As a matter of fact, if the lua-visual-debug package were not loaded, this node containing the instruction for restoring colors would not be appended after the last line of the caption in the first of the OP’s examples, because the caption, in itself, does not make use of color. Indeed, consider the following variation of the code presented above:

\documentclass[a4paper]{article}
\usepackage[T1]{fontenc}
\usepackage{color}

% \setlength{\belowcaptionskip}{\bigskipamount}

% \makeatletter
% 
% \def\endminipage{%
%     \par
% %     \unskip
%     \ifvoid\@mpfootins\else
%       \vskip\skip\@mpfootins
%       \normalcolor
%       \footnoterule
%       \unvbox\@mpfootins
%     \fi
%     \@minipagefalse   %% added 24 May 89
%   \color@endgroup
%   \egroup
%   \expandafter\@iiiparbox\@mpargs{\unvbox\@tempboxa}}
% 
% \makeatother

\showboxbreadth = 1000
\showboxdepth = 10
% \tracingoutput = 1



\begin{document}

\begin{figure}[h]
  \begin{minipage}[b]{.6\linewidth}
    \centering
    \rule{0.99\linewidth}{60pt}
  \end{minipage}%
  \begin{minipage}[b]{.4\linewidth}
    \caption{The quick brown fox jumps over the lazy dog.}
  \end{minipage}
\end{figure}

\begin{figure}[h]
  \begin{minipage}[b]{.6\linewidth}
    \centering
    \rule{0.99\linewidth}{60pt}
  \end{minipage}%
  \begin{minipage}[b]{.4\linewidth}
    \caption{\color{red}The quick brown fox jumps over the lazy dog.}
  \end{minipage}
\end{figure}

\begin{figure}[h]
  \begin{minipage}[b]{.6\linewidth}
    \centering
    \rule{0.99\linewidth}{60pt}
  \end{minipage}%
  \begin{minipage}[b]{.4\linewidth}
    \caption{The quick brown fox jumps over the lazy dog.}
    \label{fig:fox}
  \end{minipage}
\end{figure}

% \showlists

\setbox0 = \vbox{
    \hsize = 10cm
    \prevdepth = 2pt % not actually important
    The quick brown fox jumped over the lazy dog.\par
    \label{box}
}

The depth of \verb|\box0| is \the\dp0.

% \showbox0

\unvbox0

\end{document}

If you compile it, you will notice that the descenders of the caption of the first figure, that neither uses color nor is followed by a \label command, do extend below the baseline, while those of the other two captions don’t; in the case of the second figure, this is due to the presence of color inside the caption itself (uncomment \showlists and see the transcript file for the full details). However, the lua-visual-debug package includes (when loaded together with color) some colored lines inside the box of the caption, thus, in that case, the first example behaves like the second one (since color is equally present inside that box).

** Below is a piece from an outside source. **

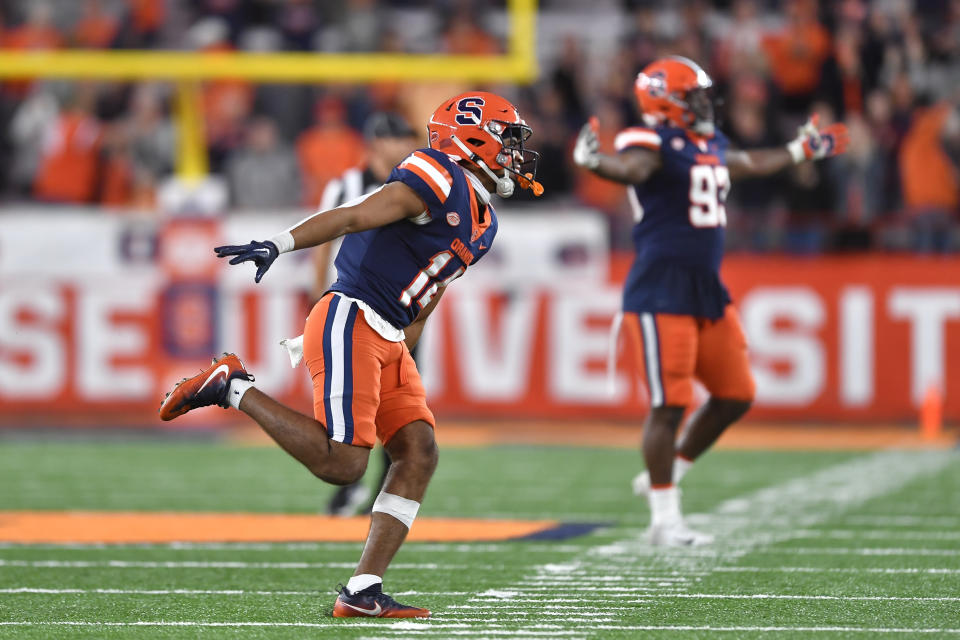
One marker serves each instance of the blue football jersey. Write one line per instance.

In the first case, the last item in the caption minipage is the second line of the caption. In the second case, the last item is the whatsit TeX places for later transforming it in the \write instruction to the auxiliary file.

This item has no depth, so the reference point of the last item in the second case is at the bottom of the minipage. In the first case, the reference point is at the baseline of the caption's second line.

Solution: use

\caption{The quick brown fox jumps over the lazy dog.\label{fig:fox}}

Now the whatsit belongs to the paragraph and so the reference point is computed like in the first example.